A pesar del aumento de la producción y la caída de precios, el dato del Índice de Precios al Consumidor (IPC) del Instituto Nacional de Estadística (INE), muestra que la economía pasa por una ralentización, es decir el dinamismo de consumo se reduce y más aún con la selectividad de compras. Aunque no es mala, pero tampoco es tan bueno.
“Bolivia estuvo en estanflación (recesión e inflación) durante 2024 y 2025. Ahora, con inflación negativa (deflación), ya solo estamos en recesión. 19 años de ‘masismo’ nos van a costar un par de años para estabilizar”, escribió el ingeniero Andrés Pucci en su cuenta @andrespucci, luego de conocer el dato del IPC de febrero, que registró una cifra negativa de -0,62%.
Sostiene que la deflación no es algo bueno, es menos malo que la alta inflación.
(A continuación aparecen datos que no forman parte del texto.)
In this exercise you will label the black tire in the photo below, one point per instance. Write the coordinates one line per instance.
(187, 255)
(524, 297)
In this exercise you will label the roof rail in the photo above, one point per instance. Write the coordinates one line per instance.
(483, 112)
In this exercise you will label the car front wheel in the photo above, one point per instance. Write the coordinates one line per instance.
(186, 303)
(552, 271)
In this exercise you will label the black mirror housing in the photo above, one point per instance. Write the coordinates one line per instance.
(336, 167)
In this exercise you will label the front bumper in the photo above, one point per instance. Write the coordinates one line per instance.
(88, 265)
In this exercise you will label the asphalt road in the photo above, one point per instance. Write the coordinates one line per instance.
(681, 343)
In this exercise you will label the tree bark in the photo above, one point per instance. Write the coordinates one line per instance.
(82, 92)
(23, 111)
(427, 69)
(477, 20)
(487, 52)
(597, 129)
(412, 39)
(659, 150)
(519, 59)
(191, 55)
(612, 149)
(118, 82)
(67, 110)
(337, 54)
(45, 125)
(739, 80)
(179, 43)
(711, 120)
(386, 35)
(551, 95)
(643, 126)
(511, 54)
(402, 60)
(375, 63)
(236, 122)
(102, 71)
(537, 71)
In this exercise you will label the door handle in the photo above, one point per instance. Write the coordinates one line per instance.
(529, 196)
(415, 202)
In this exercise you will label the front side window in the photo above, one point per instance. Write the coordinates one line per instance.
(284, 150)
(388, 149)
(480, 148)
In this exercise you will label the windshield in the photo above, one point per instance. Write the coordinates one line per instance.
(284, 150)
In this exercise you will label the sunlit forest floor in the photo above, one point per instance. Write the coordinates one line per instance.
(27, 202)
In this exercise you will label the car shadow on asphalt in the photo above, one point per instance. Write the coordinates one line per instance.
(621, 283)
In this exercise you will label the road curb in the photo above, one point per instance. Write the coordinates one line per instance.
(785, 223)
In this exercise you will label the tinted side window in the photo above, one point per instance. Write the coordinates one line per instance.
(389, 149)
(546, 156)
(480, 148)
Un poco de inflación es saludable.
Para el economista e investigador Fernando Romero lo que pasó en febrero fue que los precios promedio bajaron respecto a enero, esto no significa que todo esté más barato que antes, sino que ese mes algunos precios clave retrocedieron.
“El mercado estuvo un poco más barato este mes, pero sigue siendo caro comparado con el año pasado”, asegura a tiempo de indicar que los alimentos pesan casi un tercio del gasto familiar, y en febrero se observó que el pollo registró una reducción de -5,9%, el tomate de -16,8%, la papa de -5,0% y la cebolla de -4,8%.
También se explica por una mayor oferta, una normalización tras precios altos o una menor demanda post fiestas.
Recordemos que Ipsos Ciesmori elaboró una encuesta a nivel nacional y los resultados del mismo señalan que la gente optó a seleccionar sus compras, esta situación no es de ahora sino viene de mucho atrás, debido a la caída de los ingresos y el incremento de los productos.
Advierte el economista que la situación presentada en febrero no es permanente, ya que cuando la oferta cae, los precios pueden subir nuevamente.
Además, explica que por el momento la caída de precios es bueno en el corto plazo porque alivia el gasto diario y la gente siente en los alimentos, a pesar de ello, en el fondo no alcanza debido a los últimos datos del registro de inflación que subió más que los sueldos.
“El poder de compra ya se perdió”, asegura Romero al indicar que “si el salario subió 5%, pero los precios registraron 17%, la familia sigue siendo más pobre, aunque un mes haya bajado el IPC.
La situación es real, aunque temporal, sostiene y detalla que los precios bajaron en el mercado y transporte, las causas profundas de la inflación siguen intactas. “No es una victoria contra la inflación, es solo una pausa”, apuntó.
Las causas de la inflación son: emisión monetaria en exceso, gasto público elevado e ineficiente, mercado del dólar deficitario, economía en recesión y baja productividad y las Reservas Internacionales registran baja liquidez.
Ahora viene otra amenaza, como la guerra en Medio Oriente entre Estados Unidos e Israel contra Irán, y el cierre del estrecho de Ormuz que amenaza a la oferta de petróleo al mundo, cuya situación podría impactar en Bolivia por el precio del crudo y el valor en los combustibles, productos que importa el país.
“Febrero fue un alivio. No es una solución. La inflación sigue siendo un problema serio. Si no se corrigen las causas de fondo, los precios volverán a subir. La inflación no se derrota con controles ni discursos, se derrota con orden fiscal, disciplina monetaria, dólares y producción”, concluye.